Any ‘segment’ (group of audio/video/event-io roughly corresponding to a window) has a primary connection point, and a fallback one. Should the primary connection point fail, the client will try to reconnect to a mutable fallback, and then rebuild itself there. This allows clients to move between display server instances, something that covers elaborate sharing, more safe/robust multi-GPU support etc.

This fallback is provided through the WM via a call to target_devicehint. It comes in two main flavours, “soft” (use only on a severed connection), and “hard” (leave now or die).

In the videos, the Durden WM is used. To make a long story short, it has an overwhelming amount of features (600+ unique paths last I counted), structured as a virtual filesystem (even mountable). In this filesystem, the specific path “/target/share/migrate=connpoint” tells the currently selected window to “hard” migrate to a connection point. In this case it is the special flavour of a12://my_other_machine that indirectly fires up arcan-net to do most of the dirty work.

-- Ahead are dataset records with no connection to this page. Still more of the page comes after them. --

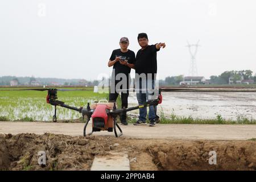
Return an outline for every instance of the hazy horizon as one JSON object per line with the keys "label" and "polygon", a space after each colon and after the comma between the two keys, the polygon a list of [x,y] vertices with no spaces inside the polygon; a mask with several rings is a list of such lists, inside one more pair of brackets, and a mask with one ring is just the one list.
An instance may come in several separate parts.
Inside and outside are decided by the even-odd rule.
{"label": "hazy horizon", "polygon": [[[140,48],[138,33],[158,53],[159,79],[188,76],[187,40],[200,39],[198,76],[226,71],[256,72],[256,2],[253,0],[0,2],[0,76],[96,80],[110,75],[107,63],[119,40]],[[131,74],[134,74],[132,71]]]}

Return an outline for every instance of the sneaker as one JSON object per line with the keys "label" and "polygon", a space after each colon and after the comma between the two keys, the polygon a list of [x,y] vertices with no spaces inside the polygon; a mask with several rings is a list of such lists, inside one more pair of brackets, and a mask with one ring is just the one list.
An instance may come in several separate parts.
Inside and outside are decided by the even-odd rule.
{"label": "sneaker", "polygon": [[160,119],[159,119],[159,117],[158,115],[156,115],[155,117],[155,123],[159,123],[160,122]]}
{"label": "sneaker", "polygon": [[155,120],[150,121],[149,126],[155,126]]}
{"label": "sneaker", "polygon": [[137,122],[133,123],[134,125],[146,125],[147,123],[146,123],[146,121],[143,122],[140,120],[138,120]]}
{"label": "sneaker", "polygon": [[128,123],[126,121],[121,121],[121,125],[128,125]]}

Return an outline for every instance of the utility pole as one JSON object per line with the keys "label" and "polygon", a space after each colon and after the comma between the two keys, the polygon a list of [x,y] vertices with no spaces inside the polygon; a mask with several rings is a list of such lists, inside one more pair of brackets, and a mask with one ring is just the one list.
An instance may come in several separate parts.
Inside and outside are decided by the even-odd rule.
{"label": "utility pole", "polygon": [[[197,68],[196,66],[196,55],[197,53],[197,48],[199,46],[200,46],[199,43],[199,40],[197,41],[197,43],[196,44],[190,44],[188,40],[187,40],[187,42],[188,43],[188,45],[186,46],[186,47],[188,47],[188,51],[189,52],[190,55],[191,56],[191,62],[190,62],[190,66],[189,66],[189,76],[197,76]],[[195,47],[195,49],[194,52],[192,52],[191,51],[191,47]]]}

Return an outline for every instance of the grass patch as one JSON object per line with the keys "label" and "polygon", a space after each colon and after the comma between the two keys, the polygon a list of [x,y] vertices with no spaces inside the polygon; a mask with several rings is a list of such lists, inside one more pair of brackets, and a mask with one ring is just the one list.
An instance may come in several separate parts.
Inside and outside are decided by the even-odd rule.
{"label": "grass patch", "polygon": [[168,115],[163,113],[163,109],[160,113],[160,123],[162,124],[256,125],[255,119],[242,117],[237,117],[236,121],[224,119],[220,114],[217,115],[216,118],[213,119],[193,118],[191,115],[177,116],[174,110]]}
{"label": "grass patch", "polygon": [[256,138],[252,138],[251,139],[249,139],[249,140],[251,141],[256,141]]}

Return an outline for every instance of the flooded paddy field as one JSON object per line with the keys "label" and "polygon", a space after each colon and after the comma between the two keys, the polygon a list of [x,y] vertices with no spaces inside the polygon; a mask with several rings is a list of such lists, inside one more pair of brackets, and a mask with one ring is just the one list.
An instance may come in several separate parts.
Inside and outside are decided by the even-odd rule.
{"label": "flooded paddy field", "polygon": [[[158,114],[172,114],[200,118],[256,118],[256,92],[162,92],[163,102]],[[136,94],[131,93],[130,105],[137,104]],[[135,111],[134,114],[138,113]]]}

With the stacking workspace layout mode, there is a feature called “cursor regions” – parts of the workspace that trigger various file system paths depending on if the mouse is moving, dragging or clicking.

The way things are setup here then, is that:

  1. When a window is dragged into the left edge area of the screen, draw a portal graphic.
  2. Default the contents of the portal to be noise, spawn an instance of the ‘remoting’ frameserver connecting to the host IP of the left laptop (why you can see parts of the remote wallpaper in one of the videos).
  3. If connected, show the contents of this remoting connection.
  4. If the window is dropped over the portal, send the /target/share/migrate command, pointing to the remote server in question.
  5. If the drag action leaves the region, kill the remoting connection and hide the portal.